Leonardo da Vinci, the Italian renaissance artist who gave the world the ‘Mona Lisa’ and the ‘Last Supper’, did not distinguish between art and science. Over the course of a career that included painting some of the world’s most memorable artworks, he also drew up designs for inventions including rolling mills, a machine for testing tensile strength in wire and one to grind convex lenses for telescopes. Da Vinci believed that the proper study of every man was the art of science and the science of art.
His contribution to human knowledge and culture is so distinguished that it is no accident his drawing the ‘Vitruvian Man’ (right) was engraved on a plaque attached to NASA’s deep space probe Voyager. In the past few days Voyager has achieved its own distinguished place in human history by passing the boundaries of our solar system and moving into uncharted territory. Voyager has flown the nest, but it will continue to communicate with Earth until 2025. It is a landmark moment. It is a funny moment too. On board are several artifacts of 1970s culture including an eight-track tape recorder and a computer that has 240,000 times less power than a modern smartphone.
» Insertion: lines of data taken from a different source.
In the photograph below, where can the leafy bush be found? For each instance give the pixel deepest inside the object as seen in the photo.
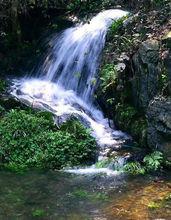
(153, 161)
(2, 85)
(108, 76)
(134, 168)
(31, 140)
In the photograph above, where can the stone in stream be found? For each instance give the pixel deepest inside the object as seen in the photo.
(159, 125)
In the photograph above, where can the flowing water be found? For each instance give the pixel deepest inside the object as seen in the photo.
(62, 196)
(66, 78)
(64, 84)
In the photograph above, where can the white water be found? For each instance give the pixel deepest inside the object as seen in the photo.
(66, 77)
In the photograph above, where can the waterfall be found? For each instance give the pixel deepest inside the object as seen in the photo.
(66, 78)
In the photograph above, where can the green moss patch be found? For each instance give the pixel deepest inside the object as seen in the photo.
(30, 139)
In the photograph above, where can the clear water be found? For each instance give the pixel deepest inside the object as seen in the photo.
(62, 196)
(66, 78)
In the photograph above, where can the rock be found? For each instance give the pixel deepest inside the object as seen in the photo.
(159, 125)
(167, 41)
(145, 66)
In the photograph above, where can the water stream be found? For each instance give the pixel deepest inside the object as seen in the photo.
(62, 196)
(66, 78)
(64, 84)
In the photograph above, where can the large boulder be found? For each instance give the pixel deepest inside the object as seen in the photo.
(145, 66)
(159, 125)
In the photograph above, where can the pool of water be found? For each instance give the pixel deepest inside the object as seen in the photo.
(65, 196)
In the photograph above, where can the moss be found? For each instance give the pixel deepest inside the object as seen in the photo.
(130, 120)
(30, 139)
(3, 85)
(154, 205)
(38, 213)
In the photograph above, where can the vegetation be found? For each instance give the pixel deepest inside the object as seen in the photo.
(31, 140)
(151, 163)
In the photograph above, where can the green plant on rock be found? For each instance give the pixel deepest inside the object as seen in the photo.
(153, 161)
(134, 168)
(154, 205)
(3, 86)
(125, 114)
(30, 139)
(38, 213)
(108, 77)
(116, 25)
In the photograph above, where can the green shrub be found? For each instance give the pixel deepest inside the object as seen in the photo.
(134, 168)
(116, 25)
(108, 77)
(31, 139)
(153, 161)
(3, 85)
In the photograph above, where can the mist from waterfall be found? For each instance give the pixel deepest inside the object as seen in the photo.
(67, 76)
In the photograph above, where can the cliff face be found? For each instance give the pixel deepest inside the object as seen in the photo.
(138, 99)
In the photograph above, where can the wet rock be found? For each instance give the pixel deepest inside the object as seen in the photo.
(145, 66)
(159, 125)
(167, 41)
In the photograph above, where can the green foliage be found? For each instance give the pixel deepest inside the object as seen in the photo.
(153, 205)
(32, 140)
(153, 161)
(3, 86)
(38, 213)
(134, 168)
(116, 25)
(125, 113)
(108, 77)
(103, 163)
(129, 119)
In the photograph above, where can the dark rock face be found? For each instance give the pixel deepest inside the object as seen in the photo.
(145, 65)
(159, 125)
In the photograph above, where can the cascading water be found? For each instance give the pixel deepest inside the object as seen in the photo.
(66, 79)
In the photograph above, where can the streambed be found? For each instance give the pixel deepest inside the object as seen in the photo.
(63, 196)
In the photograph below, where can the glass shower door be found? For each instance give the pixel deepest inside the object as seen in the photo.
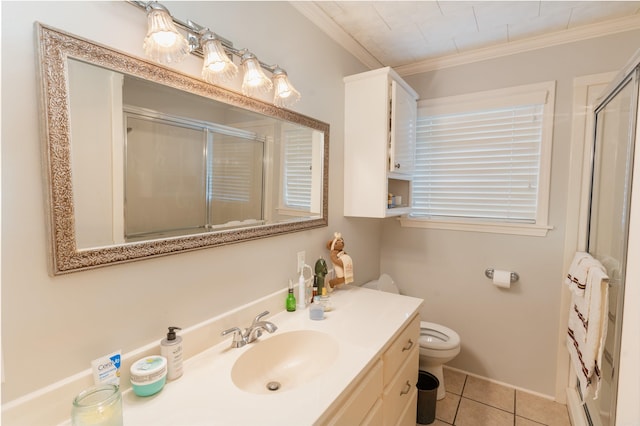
(609, 225)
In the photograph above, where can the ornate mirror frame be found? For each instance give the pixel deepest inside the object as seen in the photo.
(54, 47)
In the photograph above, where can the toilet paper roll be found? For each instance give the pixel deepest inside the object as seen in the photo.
(502, 279)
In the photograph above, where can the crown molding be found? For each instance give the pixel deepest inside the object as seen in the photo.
(318, 17)
(323, 21)
(571, 35)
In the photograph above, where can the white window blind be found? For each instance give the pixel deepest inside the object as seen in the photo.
(482, 163)
(298, 157)
(232, 171)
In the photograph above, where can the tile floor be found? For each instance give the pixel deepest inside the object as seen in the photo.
(471, 401)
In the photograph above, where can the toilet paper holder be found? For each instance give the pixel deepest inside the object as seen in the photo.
(489, 274)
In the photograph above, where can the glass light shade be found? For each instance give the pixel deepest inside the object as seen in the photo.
(163, 42)
(255, 81)
(217, 66)
(284, 94)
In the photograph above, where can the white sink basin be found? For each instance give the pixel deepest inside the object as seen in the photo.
(284, 361)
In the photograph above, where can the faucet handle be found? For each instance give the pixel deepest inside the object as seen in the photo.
(238, 338)
(259, 316)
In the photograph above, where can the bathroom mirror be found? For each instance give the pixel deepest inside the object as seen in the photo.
(141, 160)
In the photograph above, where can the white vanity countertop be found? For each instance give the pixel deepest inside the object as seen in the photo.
(362, 321)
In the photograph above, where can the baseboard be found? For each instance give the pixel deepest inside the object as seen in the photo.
(541, 395)
(575, 408)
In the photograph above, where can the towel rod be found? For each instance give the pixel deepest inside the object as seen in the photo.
(513, 278)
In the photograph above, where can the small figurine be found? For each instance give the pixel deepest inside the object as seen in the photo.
(342, 263)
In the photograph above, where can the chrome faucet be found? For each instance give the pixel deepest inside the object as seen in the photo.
(252, 333)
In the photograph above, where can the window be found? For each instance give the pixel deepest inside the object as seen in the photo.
(483, 161)
(298, 157)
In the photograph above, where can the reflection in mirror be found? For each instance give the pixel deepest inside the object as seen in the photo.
(144, 161)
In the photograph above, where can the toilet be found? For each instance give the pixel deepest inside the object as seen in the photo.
(438, 344)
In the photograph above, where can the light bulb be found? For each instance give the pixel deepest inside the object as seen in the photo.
(284, 94)
(255, 81)
(163, 42)
(217, 66)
In a weird piece of synchronicity I’ve picked out three aspects of scientific art that look at our solar system and human fascination with the cosmos. All appeared at last week’s British Science Festival in Newcastle. Science and art will always be controversially linked in some people’s minds, but one cannot live without the other. Every invention must be drawn out and designed – however functionally – using wit and creativity.
From the Edge
Several audiovisual elements at the festival attracted my attention instantly and I’ve put together three short videos recorded on my creaky smartphone (the LG Optimus 2X P990) and edited in Windows Movie Maker. I’ve broken my own rules and dived into Movie Maker’s animations to jazz them up. Actually the results are not too bad.
The first is a recording I made at the Centre For Life, an interactive science museum in the city centre. ‘Edge’ was recorded at the centre’s planetarium, a music and spoken word performance put together by electronic composer Peter Zinovieff and poet Katrina Porteous. Zinovieff is a true electronic music pioneer who created the world’s first portable synthesizer in the VCS3 – used by Pink Floyd and the BBC Radiophonic Workshop. His music for the project included sounds picked up by the Cassini-Huygens probe and Voyager.
Porteous is a renowned poet and has produced distinguished work for BBC Radio 3 and 4. Her language in this piece is full of fire and ice, despair, the great distances of space and the tumult of creation and destruction. Taken together the experience was jarring and alien, almost avant garde, but interesting and ‘out there’.
Helioscillator at The Globe Gallery
Hypnotic and strange, the Helioscillator was created by Jamie Salmon – aka The Curious Machine – and Noel Murphy (VDU) out of data from seven sunspots collected by the Dutch Open Telescope in the Canary Islands. It looks like an alien computer sent to soften us up for an invasion, or perhaps a futuristic meditation device via the 1970s. It is something like a musical mood ring, changing colour and pitch in response to the data generated by sunspot activity and you could easily spend a long time look at its subtle pitch shifts and changes in colour. The ghostly voices you hear are people talking in the gallery.
Solar Cosmos is an audiovisual installation that appeared as part of the British Science Festival. Organisers had stationed it in the central library where it merrily pinged and rumbled its way through the opening hours, no doubt annoying almost everybody in there. It was a bit like the universe in clockwork and I liked the way it clicked and whirred along to its spacey soundtrack.